The Ministerio de Economía y Competitividad or Spanish Ministry of Economy and Competitiveness (MINECO) has made public the accreditation ‘María de Maetzu’ at the Institute for Molecular Science of the Universitat de València (ICMol), a recognition of scientific and innovative excellence of this centre which carries out frontier research and that is among the strongest in the world in its area. The accreditation is valid for four years and counts with a grant of two million euros for this period.

State Secretariat for R&D&i has granted seven new accreditations corresponding to the programme of Centres of Excellence ‘Severo Ochoa’ and ‘María de Maetzu’.  For the second year, the Universitat de València obtains a concession. If the last year the Institute of Corpuscular Physics IFIC –joint centre Universitat de València/CSIC- obtained the ‘Severo Ochoa’, this year the award goes to the Institute for Molecular Science (ICMol) in the category ‘María de Maetzu’, destined to smaller organizations and equal in level of excellence. Both centres are located in the Scientific Park of the academic institution.

These distinctions are the biggest award in scientific investigation addressed to centres and excellence units in Spain and they are granted after a rigorous evaluation process made by international scientific committees grouped in three areas: Life Sciences and Medicine; Experimental Sciences, Mathematics and Engineering; and Humanities and Social Sciences. The accredited centres and units stand out for the international impact of their scientific contributions, as well as for their innovative capacity and their intense relationship with the social and the economic environment.  These are also institutions of global reference able to draw international talent.

This call’s resolution, brings to ten the‘María Maetzu’ units and 23 the ‘Severo Ochoa’ centres that form the Spanish basis for an excellent, highly competitive research, and 4 of these are in the Valencian Country.   The institutions with the ‘Severo Ochoa’ award are the Neuroscience Institute of Alicante (UMH/CSIC), the Institute of Chemical Technology ITQ (UPV/CSIC) and the IFIC (UV-CSIC). The ICMol has now the first ‘Maria de Maetzu’ award in the Valencian Country.

The three centres that have achieved this year the ‘Severo Ochoa’ award are the Basque Center on Cognition, Brain and Language, the Insitute of Material Science of Barcelona of the Spanish Research Council (CSIC), and the Centre for Research in Agricultural Genomics (CRAG), consortium formed by CSIC, the Institute for Food and Agricultural Research and Technology (IRTA), the Universitat Autònoma de Barcelona (UAB) and the Universitat de Barcelona (UB). These three centres will receive annually one million euros for four years.

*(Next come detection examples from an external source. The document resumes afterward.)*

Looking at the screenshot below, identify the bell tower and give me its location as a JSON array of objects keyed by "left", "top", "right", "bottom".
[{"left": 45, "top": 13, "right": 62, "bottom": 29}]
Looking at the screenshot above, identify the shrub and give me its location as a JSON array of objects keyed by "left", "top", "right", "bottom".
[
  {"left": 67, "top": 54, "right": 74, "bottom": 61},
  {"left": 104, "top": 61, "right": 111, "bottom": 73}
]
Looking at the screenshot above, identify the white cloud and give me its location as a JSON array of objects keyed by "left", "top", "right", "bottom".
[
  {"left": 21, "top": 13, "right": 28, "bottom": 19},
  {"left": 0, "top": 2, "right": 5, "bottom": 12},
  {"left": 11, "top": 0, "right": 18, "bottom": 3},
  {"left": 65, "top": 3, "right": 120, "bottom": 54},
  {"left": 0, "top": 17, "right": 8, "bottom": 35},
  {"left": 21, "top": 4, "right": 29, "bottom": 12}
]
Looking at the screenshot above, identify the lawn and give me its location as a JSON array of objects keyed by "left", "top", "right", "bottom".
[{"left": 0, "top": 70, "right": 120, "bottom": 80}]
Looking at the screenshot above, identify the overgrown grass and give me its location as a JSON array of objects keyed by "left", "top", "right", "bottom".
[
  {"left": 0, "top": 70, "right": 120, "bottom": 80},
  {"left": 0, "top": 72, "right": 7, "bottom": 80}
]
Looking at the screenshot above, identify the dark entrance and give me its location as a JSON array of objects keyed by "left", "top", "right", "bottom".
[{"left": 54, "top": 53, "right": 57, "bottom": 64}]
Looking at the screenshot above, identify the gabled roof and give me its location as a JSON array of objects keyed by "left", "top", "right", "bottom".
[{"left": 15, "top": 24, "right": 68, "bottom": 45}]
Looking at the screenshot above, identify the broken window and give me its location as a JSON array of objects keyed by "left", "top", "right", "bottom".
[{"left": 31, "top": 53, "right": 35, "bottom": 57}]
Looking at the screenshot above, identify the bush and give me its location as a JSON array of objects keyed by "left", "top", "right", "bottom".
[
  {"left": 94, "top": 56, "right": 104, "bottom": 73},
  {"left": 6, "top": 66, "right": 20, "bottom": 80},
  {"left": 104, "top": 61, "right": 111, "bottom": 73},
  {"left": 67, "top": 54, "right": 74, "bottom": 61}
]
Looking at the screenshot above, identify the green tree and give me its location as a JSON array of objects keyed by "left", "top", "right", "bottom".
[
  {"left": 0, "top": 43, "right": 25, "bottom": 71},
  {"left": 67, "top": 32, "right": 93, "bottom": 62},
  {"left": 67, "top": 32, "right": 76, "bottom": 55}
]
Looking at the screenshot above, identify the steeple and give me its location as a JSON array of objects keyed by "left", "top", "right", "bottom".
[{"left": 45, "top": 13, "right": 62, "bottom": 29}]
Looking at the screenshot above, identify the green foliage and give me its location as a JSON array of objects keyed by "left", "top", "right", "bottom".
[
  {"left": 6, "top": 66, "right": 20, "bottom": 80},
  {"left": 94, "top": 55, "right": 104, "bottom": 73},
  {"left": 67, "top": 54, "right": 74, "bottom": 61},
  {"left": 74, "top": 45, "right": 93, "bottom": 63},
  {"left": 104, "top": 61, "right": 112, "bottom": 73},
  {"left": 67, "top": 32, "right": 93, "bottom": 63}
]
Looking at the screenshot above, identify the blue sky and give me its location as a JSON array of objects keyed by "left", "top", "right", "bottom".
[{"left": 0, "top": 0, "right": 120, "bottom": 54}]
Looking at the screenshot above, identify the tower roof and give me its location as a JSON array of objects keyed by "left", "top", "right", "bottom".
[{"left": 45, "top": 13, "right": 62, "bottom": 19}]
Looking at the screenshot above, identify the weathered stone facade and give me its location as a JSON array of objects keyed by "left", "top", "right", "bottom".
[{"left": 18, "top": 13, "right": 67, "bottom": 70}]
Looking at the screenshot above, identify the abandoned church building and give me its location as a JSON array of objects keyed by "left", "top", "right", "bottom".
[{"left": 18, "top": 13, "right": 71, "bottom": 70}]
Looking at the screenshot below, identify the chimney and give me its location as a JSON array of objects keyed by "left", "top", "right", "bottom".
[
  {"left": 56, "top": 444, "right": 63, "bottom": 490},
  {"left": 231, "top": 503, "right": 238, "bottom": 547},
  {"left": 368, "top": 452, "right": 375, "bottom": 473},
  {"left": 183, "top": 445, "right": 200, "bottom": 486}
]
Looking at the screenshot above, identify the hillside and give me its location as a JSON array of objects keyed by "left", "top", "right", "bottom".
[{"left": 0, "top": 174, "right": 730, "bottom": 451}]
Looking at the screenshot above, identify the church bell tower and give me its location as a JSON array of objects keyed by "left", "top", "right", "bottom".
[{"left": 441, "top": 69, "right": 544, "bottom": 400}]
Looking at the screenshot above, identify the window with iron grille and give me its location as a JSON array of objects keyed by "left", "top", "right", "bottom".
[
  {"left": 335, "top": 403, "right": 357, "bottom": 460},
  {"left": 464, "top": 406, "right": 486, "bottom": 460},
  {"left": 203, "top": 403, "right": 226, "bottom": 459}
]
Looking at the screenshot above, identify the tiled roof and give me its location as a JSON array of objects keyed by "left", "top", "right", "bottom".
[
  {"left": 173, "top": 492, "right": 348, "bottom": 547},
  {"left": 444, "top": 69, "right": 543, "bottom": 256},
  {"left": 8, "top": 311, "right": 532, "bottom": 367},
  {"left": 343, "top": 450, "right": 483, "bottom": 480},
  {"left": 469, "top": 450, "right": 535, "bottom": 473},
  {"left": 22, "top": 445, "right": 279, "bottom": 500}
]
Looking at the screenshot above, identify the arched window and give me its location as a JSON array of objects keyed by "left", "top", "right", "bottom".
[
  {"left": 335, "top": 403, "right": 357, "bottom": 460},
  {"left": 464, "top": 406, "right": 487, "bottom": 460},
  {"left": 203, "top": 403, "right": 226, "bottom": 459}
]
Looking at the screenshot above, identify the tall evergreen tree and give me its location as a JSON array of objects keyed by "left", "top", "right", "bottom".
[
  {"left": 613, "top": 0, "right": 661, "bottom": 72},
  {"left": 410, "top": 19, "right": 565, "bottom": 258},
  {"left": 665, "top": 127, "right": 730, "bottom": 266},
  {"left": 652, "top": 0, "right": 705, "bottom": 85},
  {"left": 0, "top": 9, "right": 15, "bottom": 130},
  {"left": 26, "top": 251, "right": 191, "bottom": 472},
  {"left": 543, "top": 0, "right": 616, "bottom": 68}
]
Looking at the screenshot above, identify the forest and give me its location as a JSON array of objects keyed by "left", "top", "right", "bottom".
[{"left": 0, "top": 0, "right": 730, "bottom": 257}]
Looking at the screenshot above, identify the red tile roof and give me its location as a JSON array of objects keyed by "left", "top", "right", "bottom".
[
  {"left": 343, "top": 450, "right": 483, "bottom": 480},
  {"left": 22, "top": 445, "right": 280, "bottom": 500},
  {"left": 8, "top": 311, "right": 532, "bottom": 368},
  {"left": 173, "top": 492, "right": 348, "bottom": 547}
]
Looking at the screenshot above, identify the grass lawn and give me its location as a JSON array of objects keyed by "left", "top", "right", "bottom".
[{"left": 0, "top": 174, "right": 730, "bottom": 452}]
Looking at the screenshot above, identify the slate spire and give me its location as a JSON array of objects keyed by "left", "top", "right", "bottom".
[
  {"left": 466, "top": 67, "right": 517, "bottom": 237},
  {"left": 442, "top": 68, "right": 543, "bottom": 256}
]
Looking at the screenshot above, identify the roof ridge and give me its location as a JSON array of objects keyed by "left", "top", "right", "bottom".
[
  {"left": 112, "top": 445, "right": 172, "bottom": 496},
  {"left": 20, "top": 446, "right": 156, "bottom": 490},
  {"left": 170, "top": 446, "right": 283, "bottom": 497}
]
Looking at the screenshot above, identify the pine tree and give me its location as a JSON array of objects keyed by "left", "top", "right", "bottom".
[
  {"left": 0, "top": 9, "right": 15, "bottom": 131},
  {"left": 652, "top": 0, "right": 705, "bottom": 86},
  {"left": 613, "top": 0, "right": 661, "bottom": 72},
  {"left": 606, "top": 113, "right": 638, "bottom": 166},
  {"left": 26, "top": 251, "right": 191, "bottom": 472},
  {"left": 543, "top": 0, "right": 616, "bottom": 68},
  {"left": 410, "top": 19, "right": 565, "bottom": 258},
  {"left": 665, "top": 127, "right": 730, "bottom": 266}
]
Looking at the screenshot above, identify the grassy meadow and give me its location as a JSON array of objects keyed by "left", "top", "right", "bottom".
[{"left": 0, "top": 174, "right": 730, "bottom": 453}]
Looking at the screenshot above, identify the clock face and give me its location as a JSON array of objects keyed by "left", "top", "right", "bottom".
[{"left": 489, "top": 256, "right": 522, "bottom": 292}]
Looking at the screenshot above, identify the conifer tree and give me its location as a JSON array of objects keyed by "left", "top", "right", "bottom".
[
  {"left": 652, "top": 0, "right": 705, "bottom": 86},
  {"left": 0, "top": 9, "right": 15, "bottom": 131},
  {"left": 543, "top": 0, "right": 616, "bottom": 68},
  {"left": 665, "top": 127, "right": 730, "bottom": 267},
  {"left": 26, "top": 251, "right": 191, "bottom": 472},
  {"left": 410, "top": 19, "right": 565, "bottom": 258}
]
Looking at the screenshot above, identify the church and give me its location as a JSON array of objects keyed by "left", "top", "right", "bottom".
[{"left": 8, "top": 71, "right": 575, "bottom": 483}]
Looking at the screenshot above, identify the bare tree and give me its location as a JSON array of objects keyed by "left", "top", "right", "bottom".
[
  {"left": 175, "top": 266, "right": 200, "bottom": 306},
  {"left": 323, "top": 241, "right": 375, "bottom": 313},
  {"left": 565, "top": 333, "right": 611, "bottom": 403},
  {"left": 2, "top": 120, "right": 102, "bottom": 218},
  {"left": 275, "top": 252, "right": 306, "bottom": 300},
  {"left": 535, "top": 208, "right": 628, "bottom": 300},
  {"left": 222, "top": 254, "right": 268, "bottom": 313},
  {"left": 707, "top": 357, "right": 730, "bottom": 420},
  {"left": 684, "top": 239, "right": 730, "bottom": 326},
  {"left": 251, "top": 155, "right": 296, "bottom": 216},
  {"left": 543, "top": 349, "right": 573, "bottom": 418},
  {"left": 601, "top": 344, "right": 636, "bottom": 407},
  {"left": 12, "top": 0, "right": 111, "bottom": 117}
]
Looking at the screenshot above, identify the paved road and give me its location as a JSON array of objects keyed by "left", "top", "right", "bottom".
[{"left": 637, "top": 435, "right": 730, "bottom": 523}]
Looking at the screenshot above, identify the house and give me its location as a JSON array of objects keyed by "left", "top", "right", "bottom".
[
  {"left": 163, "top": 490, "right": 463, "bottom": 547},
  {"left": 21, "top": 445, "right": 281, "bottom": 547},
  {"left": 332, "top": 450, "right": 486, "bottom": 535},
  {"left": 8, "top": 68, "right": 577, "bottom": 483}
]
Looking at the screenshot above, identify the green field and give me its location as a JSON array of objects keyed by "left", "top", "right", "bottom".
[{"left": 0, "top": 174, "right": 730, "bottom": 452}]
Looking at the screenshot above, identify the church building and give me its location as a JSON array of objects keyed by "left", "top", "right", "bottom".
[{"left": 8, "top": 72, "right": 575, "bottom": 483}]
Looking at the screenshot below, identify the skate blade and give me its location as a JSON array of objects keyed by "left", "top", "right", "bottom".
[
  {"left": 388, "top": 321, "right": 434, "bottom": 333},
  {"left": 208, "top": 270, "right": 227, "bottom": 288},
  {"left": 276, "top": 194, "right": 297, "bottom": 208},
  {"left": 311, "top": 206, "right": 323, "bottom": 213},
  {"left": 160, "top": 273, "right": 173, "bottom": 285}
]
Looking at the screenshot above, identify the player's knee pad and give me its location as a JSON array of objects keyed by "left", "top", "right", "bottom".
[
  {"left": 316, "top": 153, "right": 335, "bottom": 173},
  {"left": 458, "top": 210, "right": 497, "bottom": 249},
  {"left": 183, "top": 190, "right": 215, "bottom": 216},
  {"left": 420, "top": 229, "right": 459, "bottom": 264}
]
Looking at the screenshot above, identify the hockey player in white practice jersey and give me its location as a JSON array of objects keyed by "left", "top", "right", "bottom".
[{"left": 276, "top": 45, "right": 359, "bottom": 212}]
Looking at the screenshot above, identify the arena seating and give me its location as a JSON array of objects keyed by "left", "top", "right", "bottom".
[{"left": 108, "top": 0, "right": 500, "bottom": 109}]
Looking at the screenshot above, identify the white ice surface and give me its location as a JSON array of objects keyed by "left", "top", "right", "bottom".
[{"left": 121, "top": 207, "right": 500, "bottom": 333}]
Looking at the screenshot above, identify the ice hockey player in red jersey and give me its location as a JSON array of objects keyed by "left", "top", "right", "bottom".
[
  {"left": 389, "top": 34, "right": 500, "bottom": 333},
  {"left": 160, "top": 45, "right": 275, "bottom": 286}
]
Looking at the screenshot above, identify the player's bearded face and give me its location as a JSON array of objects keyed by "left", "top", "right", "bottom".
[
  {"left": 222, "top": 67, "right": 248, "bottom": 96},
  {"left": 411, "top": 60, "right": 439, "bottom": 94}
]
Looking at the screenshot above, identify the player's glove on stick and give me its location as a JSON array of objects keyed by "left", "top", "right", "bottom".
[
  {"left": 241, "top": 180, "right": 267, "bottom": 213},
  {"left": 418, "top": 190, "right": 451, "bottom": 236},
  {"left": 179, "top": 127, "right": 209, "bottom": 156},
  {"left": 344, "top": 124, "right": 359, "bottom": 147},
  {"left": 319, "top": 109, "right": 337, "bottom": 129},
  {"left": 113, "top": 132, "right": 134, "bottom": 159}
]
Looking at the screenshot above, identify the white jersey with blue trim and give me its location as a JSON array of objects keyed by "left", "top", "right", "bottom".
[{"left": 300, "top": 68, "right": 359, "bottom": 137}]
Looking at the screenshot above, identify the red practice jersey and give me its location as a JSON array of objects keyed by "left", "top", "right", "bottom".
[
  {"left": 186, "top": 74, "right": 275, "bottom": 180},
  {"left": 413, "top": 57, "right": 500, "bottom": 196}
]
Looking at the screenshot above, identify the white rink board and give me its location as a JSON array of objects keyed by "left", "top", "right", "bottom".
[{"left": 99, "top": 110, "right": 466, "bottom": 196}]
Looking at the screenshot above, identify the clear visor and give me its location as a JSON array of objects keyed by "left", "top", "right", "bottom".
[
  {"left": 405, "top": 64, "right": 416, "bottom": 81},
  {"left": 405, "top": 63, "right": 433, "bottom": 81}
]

The four research units selected in the category of ‘María de Maetzu’ are: the Department of Information and Communication Technologies of Pompeu Fabra University, the Department of Particle Physics of the Centre for Energy, Environmental and Technological Research (CIEMAT), the Institute for Molecular Science of the Universitat de València, and the Institute of Environmental Science and Technology (ICTA) of the UAB. These units will have a funding of 500,000 euros a year for four years. 

Founded in 2000, the Institute for Molecular Science of the Universitat de València, is a centre of excellence in chemistry and molecular nanoscience.  Its scientific objectives focus on areas like design and the synthesis of functionalized molecules, the supramolecular associations and the molecular materials with interesting physical or chemical properties. The fields of application go from molecular magnetism and molecular electronics to nanotechnology and biomedicine.

More than 160 people, distributed in eight scientific teams, are researchers in this centre run by the Inorganic Chemistry professor Eugenio Coronado.

The ICMol participates in the development of different European projects, within the EU framework programme, and counts with an Advanced Grant and a Consolidator Grant from the European Research Council. These projects are framed within the fields of nanoscience, energy and information and communication sciences. Specifically, they focus on the development of particles, materials and devices of interest for magnetism, electronics and molecular spintronics (Spin valves, magnetic qubits, unimolecular transistors, OLED, molecule solar cells, etc.) 

On the other side, it coordinates projects of the National Programme CONSOLIDER INGENIO 2010: NANOMOL about molecular nanoscience and SUPRAMED about biomedical applications of supramolecular chemistry. In the Valencain Country, it develops projects of the PROMETEO Programme about molecular magnetism.